# Is Xserver ported to freeBSD yet (I mean not as binary blob supported by CentOS)?



## slackguy (Mar 12, 2021)

Just yes or no.

(1) Is compat/linux-c7 a list of binary blob from centOS or does it fully compile (ie, where is source or are you sure)?

(2) X10 and X11 I'm sure were ported to BSD and freeBSD.  Is Xserver now no longer ported?  I do not mean resides in "ports" dir, I mean compiles using the freeBSD base system without emulators.  (ie where is source or are you sure?)


----------



## SirDice (Mar 13, 2021)

slackguy said:


> I do not mean resides in "ports" dir, I mean compiles using the freeBSD base system without emulators. (ie where is source or are you sure?)


x11-servers/xorg-server


----------



## zirias@ (Mar 13, 2021)

slackguy said:


> Just yes or no.


Yes. (and I might add: for ages…)


slackguy said:


> (1) Is compat/linux-c7 a list of binary blob from centOS or does it fully compile (ie, where is source or are you sure)?


The Linux compatibility userland (linux-c7 ports) mainly repackages binaries from Centos. It's perfectly possible to compile Linux binaries on FreeBSD, but it doesn't make sense for a compatibility layer. For an X server, this is definitely the wrong place to look.


slackguy said:


> I do not mean resides in "ports" dir, I mean compiles using the freeBSD base system without emulators.

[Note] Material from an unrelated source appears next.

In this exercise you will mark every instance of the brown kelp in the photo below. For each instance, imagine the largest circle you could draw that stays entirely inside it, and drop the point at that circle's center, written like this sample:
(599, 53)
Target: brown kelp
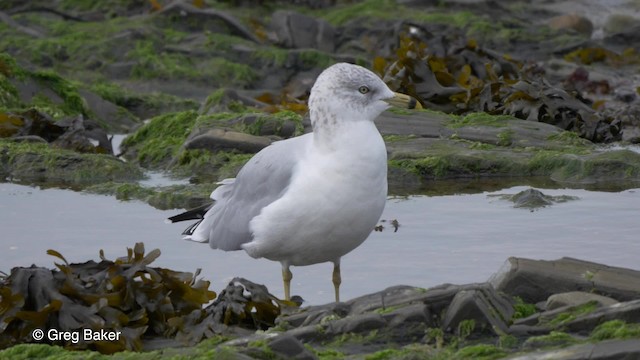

Which is actually the same, ports are exactly for that purpose, so I don't really understand this question. The port for Xorg's Xserver was already named above…


----------



## SirDice (Mar 13, 2021)

Don't bother responding, he's not going to understand it. For some reason he's really stuck on believing everything on FreeBSD is based around Linux. This account is just another incarnation of debguy.


----------